Read Table Data from PDF in Python using PDF.co Web API
In this demonstration, we will show you how to read table data from PDF in Python. Here’s the /v1/pdf/document parser (output as JSON) endpoint that we use.
Step 1: Add Files in Folder
First, let’s start by adding our files to the Python program folder. You can download our sample file and Python code at our documentation.
Step 2: Install Requests Module
Next, install the requests module. Type the python -m pip install requests
in your command line and press enter to install the pip requests.
Step 3: Add your API Key
Now, open the Python sample code and go to line 6. In the double quote, enter your PDF.co API Key. You can get your API Key in your PDF.co dashboard.

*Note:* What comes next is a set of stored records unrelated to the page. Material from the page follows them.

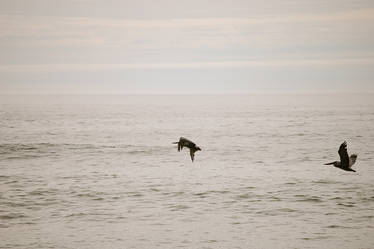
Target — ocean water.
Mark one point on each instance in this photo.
(102, 172)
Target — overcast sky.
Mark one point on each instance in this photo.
(187, 46)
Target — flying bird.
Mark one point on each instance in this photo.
(346, 161)
(184, 142)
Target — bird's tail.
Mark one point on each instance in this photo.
(329, 163)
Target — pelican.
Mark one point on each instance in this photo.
(184, 142)
(346, 161)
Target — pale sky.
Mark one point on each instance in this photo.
(187, 46)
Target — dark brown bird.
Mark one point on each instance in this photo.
(184, 142)
(346, 162)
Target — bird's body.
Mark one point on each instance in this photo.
(346, 162)
(184, 142)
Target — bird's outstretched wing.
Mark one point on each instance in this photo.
(186, 142)
(344, 158)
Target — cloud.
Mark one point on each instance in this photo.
(191, 65)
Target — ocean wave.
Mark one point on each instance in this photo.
(12, 151)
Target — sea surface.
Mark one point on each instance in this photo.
(102, 172)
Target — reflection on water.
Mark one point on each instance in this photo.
(99, 172)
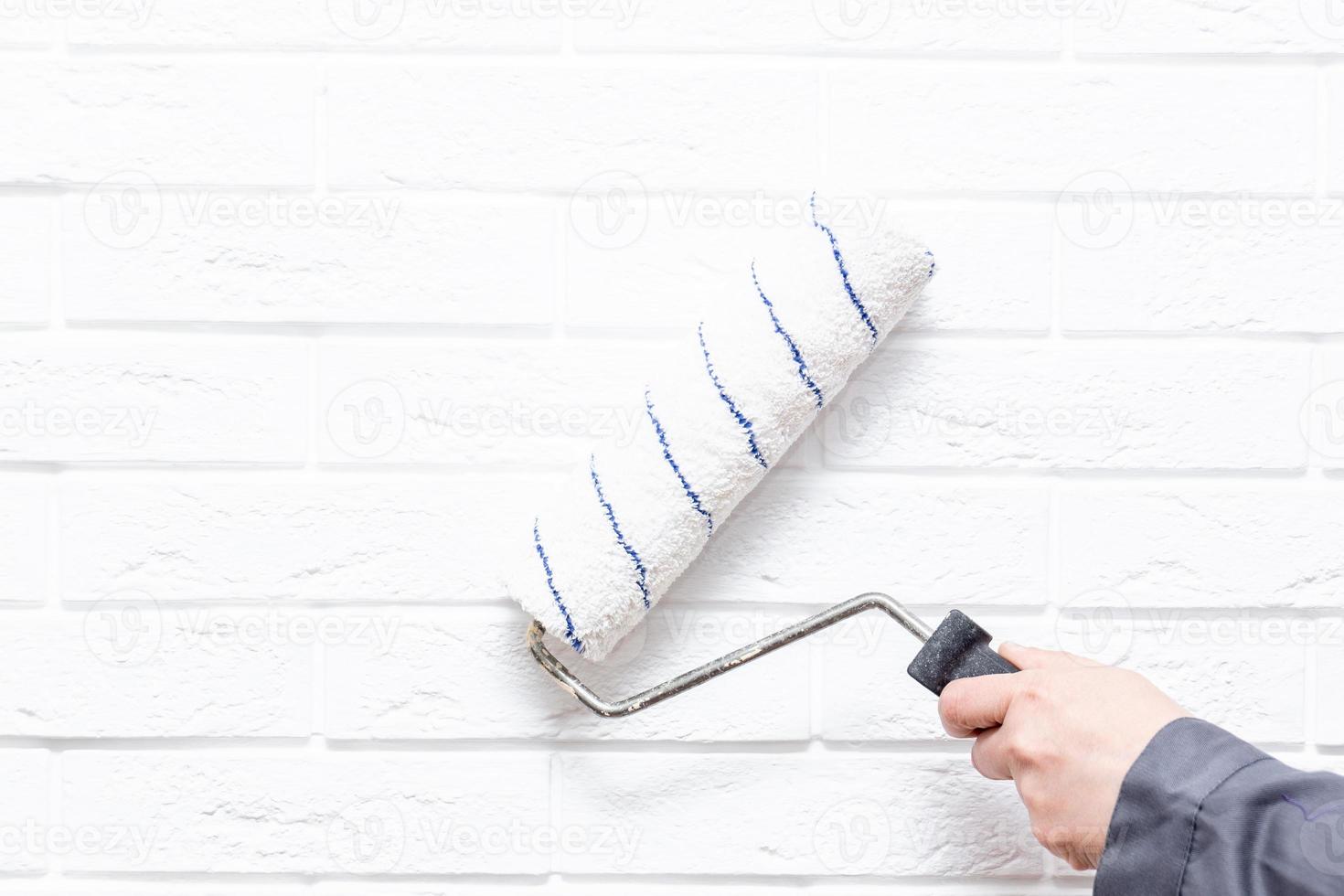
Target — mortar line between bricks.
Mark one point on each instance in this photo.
(1161, 614)
(1006, 884)
(352, 750)
(486, 194)
(1007, 480)
(555, 57)
(426, 332)
(56, 810)
(987, 478)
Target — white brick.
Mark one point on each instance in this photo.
(546, 128)
(27, 26)
(1153, 26)
(23, 532)
(331, 539)
(472, 402)
(667, 272)
(1250, 547)
(465, 673)
(80, 398)
(1086, 406)
(1321, 418)
(1226, 667)
(134, 123)
(1333, 109)
(25, 260)
(772, 815)
(1329, 672)
(1209, 263)
(315, 813)
(128, 667)
(262, 257)
(25, 815)
(1040, 129)
(821, 538)
(421, 25)
(801, 26)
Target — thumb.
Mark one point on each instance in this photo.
(1038, 658)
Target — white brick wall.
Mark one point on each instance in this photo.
(303, 301)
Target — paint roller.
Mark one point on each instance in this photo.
(781, 338)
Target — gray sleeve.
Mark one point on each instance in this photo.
(1201, 813)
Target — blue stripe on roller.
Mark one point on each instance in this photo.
(667, 455)
(844, 272)
(549, 581)
(732, 409)
(788, 340)
(641, 572)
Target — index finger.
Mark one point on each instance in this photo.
(969, 706)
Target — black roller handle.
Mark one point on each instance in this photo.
(957, 649)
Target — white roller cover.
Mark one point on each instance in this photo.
(783, 338)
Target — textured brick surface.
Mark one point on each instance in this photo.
(78, 398)
(1097, 406)
(1040, 129)
(128, 667)
(346, 539)
(119, 123)
(343, 815)
(305, 304)
(23, 529)
(857, 816)
(560, 128)
(228, 255)
(26, 261)
(1203, 547)
(27, 810)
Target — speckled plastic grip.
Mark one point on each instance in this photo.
(958, 649)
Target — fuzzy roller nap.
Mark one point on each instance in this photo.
(784, 337)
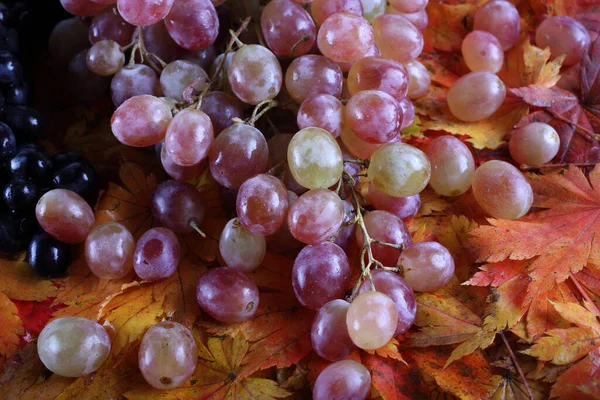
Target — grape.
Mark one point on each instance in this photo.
(177, 205)
(408, 113)
(144, 12)
(67, 39)
(346, 379)
(262, 204)
(227, 295)
(399, 169)
(316, 216)
(311, 74)
(399, 291)
(156, 255)
(563, 35)
(240, 248)
(501, 19)
(167, 355)
(141, 121)
(193, 24)
(177, 76)
(47, 256)
(409, 6)
(73, 346)
(189, 137)
(426, 266)
(345, 37)
(109, 251)
(82, 82)
(176, 171)
(397, 38)
(222, 107)
(502, 190)
(109, 25)
(323, 9)
(402, 207)
(315, 158)
(534, 144)
(105, 58)
(371, 320)
(82, 8)
(254, 74)
(321, 273)
(378, 73)
(476, 96)
(482, 51)
(238, 153)
(158, 41)
(385, 227)
(65, 215)
(374, 116)
(452, 166)
(287, 28)
(134, 81)
(329, 334)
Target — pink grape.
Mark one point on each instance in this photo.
(502, 190)
(563, 35)
(316, 216)
(222, 107)
(109, 25)
(144, 12)
(378, 73)
(482, 51)
(322, 111)
(310, 75)
(452, 166)
(329, 334)
(321, 273)
(397, 38)
(427, 266)
(82, 8)
(345, 37)
(402, 207)
(501, 19)
(419, 79)
(157, 254)
(141, 121)
(287, 28)
(476, 96)
(168, 354)
(109, 251)
(227, 295)
(237, 154)
(385, 227)
(177, 205)
(371, 320)
(240, 248)
(374, 116)
(254, 74)
(346, 379)
(399, 291)
(65, 215)
(193, 24)
(323, 9)
(262, 204)
(134, 81)
(534, 144)
(189, 137)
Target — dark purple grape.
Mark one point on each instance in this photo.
(20, 195)
(47, 256)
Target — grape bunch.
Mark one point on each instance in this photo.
(28, 173)
(347, 70)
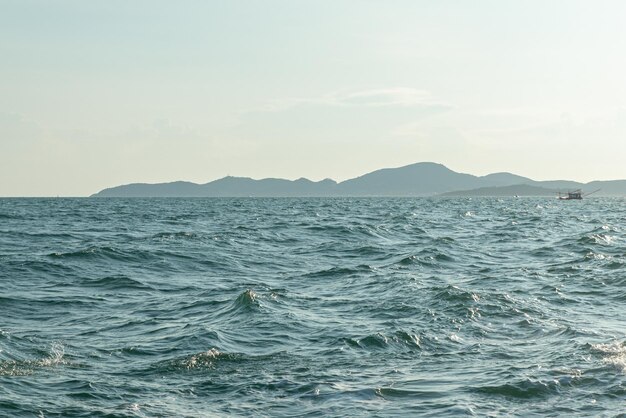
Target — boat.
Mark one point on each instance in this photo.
(574, 195)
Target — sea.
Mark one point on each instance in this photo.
(312, 307)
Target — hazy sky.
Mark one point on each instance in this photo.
(95, 94)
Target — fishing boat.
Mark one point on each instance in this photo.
(574, 195)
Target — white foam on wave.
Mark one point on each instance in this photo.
(614, 354)
(203, 359)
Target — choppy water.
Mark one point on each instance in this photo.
(312, 307)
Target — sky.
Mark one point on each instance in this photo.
(95, 94)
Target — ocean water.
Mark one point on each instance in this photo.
(312, 307)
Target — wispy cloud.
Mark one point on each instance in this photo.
(385, 97)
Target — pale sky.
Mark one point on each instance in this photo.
(95, 94)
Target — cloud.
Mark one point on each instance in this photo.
(385, 97)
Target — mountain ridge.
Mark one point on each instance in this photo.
(417, 179)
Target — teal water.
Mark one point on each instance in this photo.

Step 4: Source File and Destination
In lines 12 and 15, add your source PDF file and type the JSON filename output. You can also use other output formats such as XML, CSV, and JSON (custom template code).
Step 5: Add Template File
In line 20, enter the name of your template file. Then, use our Document Parser Template Editor to create a new template. Check out this tutorial on how to create a new template.
Step 6: Run Program
Now, let’s run the program and check the folder to view the output.
In this tutorial, you learned how to read table data from PDF in Python using the PDF.co Web API. You learned how to use the PDF.co Document Parser Web API to read table data from PDF. You learned how to use the Document Parser Template Editor to create a new template. You also learned how to install the requests module.